Pedagogisch beleidsplan Stichting Peutercrèche Lodewijkje
19
5. Het pedagogisch werkplan 5.1. Algemene informatie De speelzaal ligt centraal in Montfoort. Vroeger was het gebouw een lagere school. In het gebouw bevinden zich ook een kinderdagverblijf, de toneelvereniging en het kunstenaarscollectief. Lodewijkje beslaat met drie lokalen een groot gedeelte van het gebouw en is afgesloten van de andere gebruikers. Via de buitenspeelplaats kom je bij de voordeur. Om deze speelplaats staat een hek dat afsluitbaar is voor peuters. Tijdens het buitenspelen wordt door de leidsters in de gaten gehouden dat het hek inderdaad gesloten is. Er is een afsluitbare zandbak en een speeltoestel met glijbaan op rubberen tegels. Tegen het gebouw staat een bosje waar de kinderen omheen kunnen fietsen en lopen. Er is een wipmotor en een 4persoons wipkikker. Blijft over een grote betegelde vrije ruimte en schilderingen op de muur. Tegenover de voordeur is de schuur waarin onder andere buitenspelmateriaal ligt. Bij binnenkomst is een gang die doorloopt tot het einde van de speelzaal. Alle ruimtes komen uit op deze gang. Samen met dakkoepels geven de ramen van drie lokalen voldoende daglicht. In de gang zijn kinderkapstokken. Hieronder staat het rijdend materiaal (trekkers, wandelwagens). Aan het begin van de gang bevindt zich een informatiebord waar ouders worden geïnformeerd over de peuterspeelzaal. Aan de linkerzijde hiervan is het washok. Daarnaast is de eerste verschoningsruimte met twee wc’s die van de gang afgescheiden wordt door een halve deur. Halverwege de gang bevindt zich het magazijn en daarnaast het keuken/kantoor/schoonmaakhok. Vervolgens is er een wc voor volwassenen, waarna de gang overgaat in een halletje met tweede verschoningsruimte en vier kinder-wc’s. Alle ruimtes waar kinderen niet mogen komen, zijn afsluitbaar. Tijdens de openingstijden zijn de lokalen, wc’s en de gang toegankelijk. De drie lokalen zijn vrijwel even groot en zijn ingericht met dezelfde materialen. In ieder lokaal heerst door een andere opstelling van het materiaal een eigen sfeer, bij alle drie zeer kindvriendelijk, veilig en warm. Er is een grote deelbare tafel met stoeltjes, open en dichte kasten met puzzels, spelletjes en andere materialen, een speeltoestel, een poppenhoek, een bouw- en autohoek met speelkleed en een keukenblokje. Ook is er in iedere lokaal een hoge werkplek waar de juffen op een ergonomisch verantwoorde hoogte met een aantal kinderen werkjes kunnen uitvoeren. Voor de hele inrichting geldt dat deze veilig en uitnodigend is.

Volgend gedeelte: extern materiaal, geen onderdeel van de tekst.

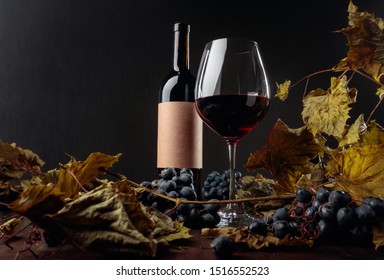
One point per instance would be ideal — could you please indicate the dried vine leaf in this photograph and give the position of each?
(254, 241)
(378, 235)
(75, 174)
(283, 90)
(359, 170)
(36, 201)
(15, 161)
(328, 112)
(374, 134)
(109, 221)
(354, 131)
(380, 92)
(286, 155)
(365, 35)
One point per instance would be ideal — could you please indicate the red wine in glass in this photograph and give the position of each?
(232, 96)
(232, 116)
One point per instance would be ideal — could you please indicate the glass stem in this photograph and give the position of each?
(232, 164)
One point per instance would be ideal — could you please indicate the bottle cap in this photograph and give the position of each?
(180, 26)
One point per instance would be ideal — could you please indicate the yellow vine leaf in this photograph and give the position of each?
(107, 220)
(254, 241)
(283, 90)
(38, 200)
(328, 112)
(15, 161)
(286, 155)
(380, 92)
(358, 170)
(374, 134)
(378, 235)
(365, 35)
(354, 131)
(75, 174)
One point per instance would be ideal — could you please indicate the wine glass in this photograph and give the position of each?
(232, 96)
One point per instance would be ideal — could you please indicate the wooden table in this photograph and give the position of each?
(195, 248)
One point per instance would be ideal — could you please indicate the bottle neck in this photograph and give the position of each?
(181, 50)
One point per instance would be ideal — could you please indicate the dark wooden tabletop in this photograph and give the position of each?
(30, 244)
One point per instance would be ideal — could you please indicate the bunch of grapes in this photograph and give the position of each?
(328, 215)
(180, 185)
(216, 185)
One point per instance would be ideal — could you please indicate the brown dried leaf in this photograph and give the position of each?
(76, 174)
(374, 134)
(283, 90)
(15, 161)
(36, 201)
(378, 235)
(110, 221)
(254, 241)
(353, 133)
(365, 35)
(359, 170)
(286, 155)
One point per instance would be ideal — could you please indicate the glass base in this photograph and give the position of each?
(233, 216)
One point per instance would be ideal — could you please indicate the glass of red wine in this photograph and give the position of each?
(232, 96)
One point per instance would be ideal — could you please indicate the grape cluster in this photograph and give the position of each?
(180, 185)
(324, 214)
(216, 185)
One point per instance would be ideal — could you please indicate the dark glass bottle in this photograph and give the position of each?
(180, 129)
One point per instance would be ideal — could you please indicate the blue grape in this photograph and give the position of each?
(223, 246)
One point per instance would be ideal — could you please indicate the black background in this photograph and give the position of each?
(79, 76)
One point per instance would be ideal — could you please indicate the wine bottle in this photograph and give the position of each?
(180, 130)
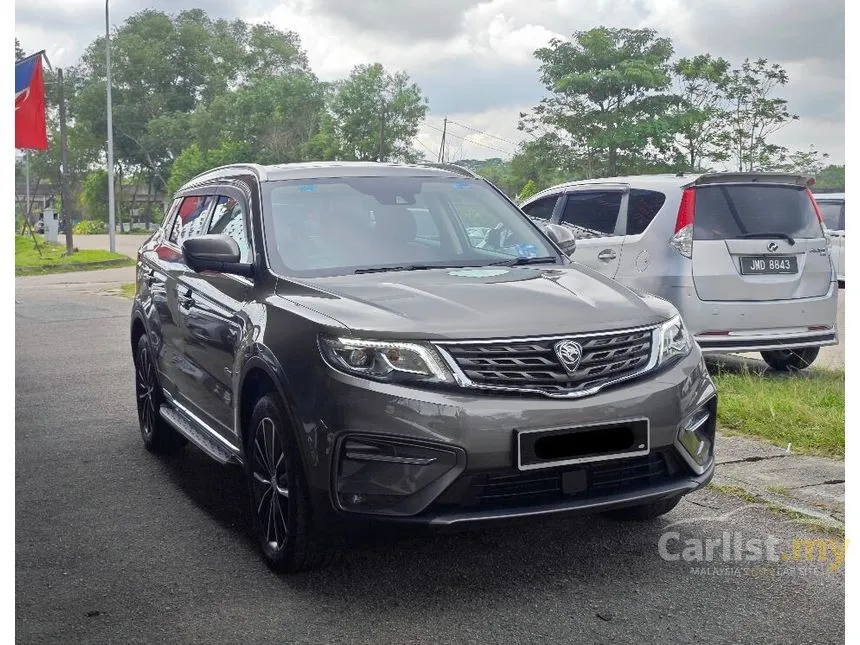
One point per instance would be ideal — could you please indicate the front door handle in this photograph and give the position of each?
(607, 255)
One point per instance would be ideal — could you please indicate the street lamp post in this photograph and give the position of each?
(111, 207)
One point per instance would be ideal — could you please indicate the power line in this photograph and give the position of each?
(477, 143)
(487, 134)
(425, 146)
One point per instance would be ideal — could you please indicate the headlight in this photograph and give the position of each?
(385, 361)
(675, 340)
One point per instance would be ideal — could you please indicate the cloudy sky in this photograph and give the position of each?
(474, 59)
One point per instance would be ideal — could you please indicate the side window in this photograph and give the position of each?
(542, 208)
(642, 207)
(229, 219)
(190, 218)
(832, 213)
(592, 213)
(172, 230)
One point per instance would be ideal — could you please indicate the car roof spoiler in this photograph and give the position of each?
(754, 177)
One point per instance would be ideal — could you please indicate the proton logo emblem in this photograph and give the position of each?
(569, 353)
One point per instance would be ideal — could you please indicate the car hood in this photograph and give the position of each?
(488, 302)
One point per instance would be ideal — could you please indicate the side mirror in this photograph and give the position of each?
(215, 253)
(562, 236)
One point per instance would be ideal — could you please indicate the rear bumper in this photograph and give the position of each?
(748, 326)
(773, 339)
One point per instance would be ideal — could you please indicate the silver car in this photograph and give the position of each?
(832, 207)
(743, 256)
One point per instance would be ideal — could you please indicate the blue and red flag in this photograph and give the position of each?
(30, 130)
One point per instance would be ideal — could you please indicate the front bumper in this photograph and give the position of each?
(476, 431)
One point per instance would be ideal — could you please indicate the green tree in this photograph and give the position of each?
(166, 67)
(276, 116)
(192, 161)
(372, 100)
(94, 196)
(700, 82)
(805, 162)
(831, 178)
(527, 191)
(608, 93)
(753, 116)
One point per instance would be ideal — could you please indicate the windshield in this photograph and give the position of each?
(342, 225)
(738, 211)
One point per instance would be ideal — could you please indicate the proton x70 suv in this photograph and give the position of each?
(744, 256)
(341, 332)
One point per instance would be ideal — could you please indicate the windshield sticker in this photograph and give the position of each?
(526, 250)
(478, 273)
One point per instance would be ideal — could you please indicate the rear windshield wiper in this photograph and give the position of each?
(784, 236)
(519, 261)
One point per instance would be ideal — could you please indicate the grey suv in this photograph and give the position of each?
(337, 331)
(743, 256)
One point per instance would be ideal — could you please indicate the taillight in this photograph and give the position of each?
(682, 240)
(815, 207)
(687, 209)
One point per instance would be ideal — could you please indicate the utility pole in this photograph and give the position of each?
(442, 147)
(380, 156)
(111, 205)
(64, 162)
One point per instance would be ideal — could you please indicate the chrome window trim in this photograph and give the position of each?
(464, 381)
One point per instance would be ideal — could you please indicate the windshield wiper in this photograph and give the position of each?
(519, 261)
(409, 267)
(783, 236)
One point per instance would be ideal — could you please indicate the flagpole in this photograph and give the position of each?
(111, 206)
(27, 182)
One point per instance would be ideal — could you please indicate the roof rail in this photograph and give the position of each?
(254, 168)
(460, 170)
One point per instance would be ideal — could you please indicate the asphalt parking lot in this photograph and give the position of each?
(115, 545)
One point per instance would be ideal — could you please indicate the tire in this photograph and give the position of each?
(644, 512)
(280, 502)
(158, 436)
(790, 360)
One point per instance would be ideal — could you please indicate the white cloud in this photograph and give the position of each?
(474, 58)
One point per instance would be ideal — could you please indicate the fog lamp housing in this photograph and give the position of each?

5.2. Het wennen 5.2.1. De eerste kennismaking Bij het eerste telefonisch contact tussen leidster en ouder(s) kan een afspraak gemaakt worden voor een huisbezoek of een eerste kennismakingsbezoek op de peuterspeelzaal. Echter, het huisbezoek is om praktische redenen niet voor iedere leidster of ouder te realiseren. Tijdens de eerste kennismaking zal informatie worden gegeven aan de ouder over het reilen en zeilen van de peuterspeelzaal: tijden, hapjes, verschoningen, dagindeling, spel en materiaal, assistent-leidsters en rustmomenten. Op een speelse manier zal de leidster ook proberen contact te maken met de peuter en zichzelf voorstellen aan het kind. Ouders krijgen voldoende
Pedagogisch beleidsplan Stichting Peutercrèche Lodewijkje
20
ruimte om over hun kind te vertellen zodat de leidster het kind al een klein beetje leert kennen. Tot slot zal er een afspraak gemaakt worden voor het eerste bezoek aan de peuterspeelzaal en de wenprocedure. 5.2.2. De eerste peuterspeelzaalbezoeken Na het eerste contact volgt binnen enkele dagen het eerste speelzaalbezoek. De leidster heeft tijdens dit contact afgesproken hoe laat vader/moeder en kind zullen komen. Dit kan om 8.45 uur zijn zodat de peuter in alle rust een eerste indruk kan krijgen en op zijn gemak even met vader en/of moeder rond kan kijken. Op deze manier ziet het alle peuters één voor één binnenkomen en is het niet zo overweldigend. Een andere keuze van de leidster kan zijn dat de peuter samen met de ouder om 9.15 uur komt. Alle andere ouders zijn dan weg en de leidster heeft op die manier de tijd om even met de ouder te praten en samen de speelzaal te bekijken. Na ongeveer een half uurtje neemt de ouder afscheid en neemt de leidster, indien nodig, de peuter over van de ouder en gaat samen met het kind spelen. Als het kind erg verdrietig is bij het afscheid nemen, kan worden afgesproken dat de leidster later op de ochtend contact opneemt met de ouders om te vertellen hoe het gaat. Afhankelijk van het verloop van de eerste ochtend worden afspraken gemaakt over de vervolgbezoeken. Bijvoorbeeld dat de ouder een uurtje weggaat en dat dit langzaam uitgebouwd wordt.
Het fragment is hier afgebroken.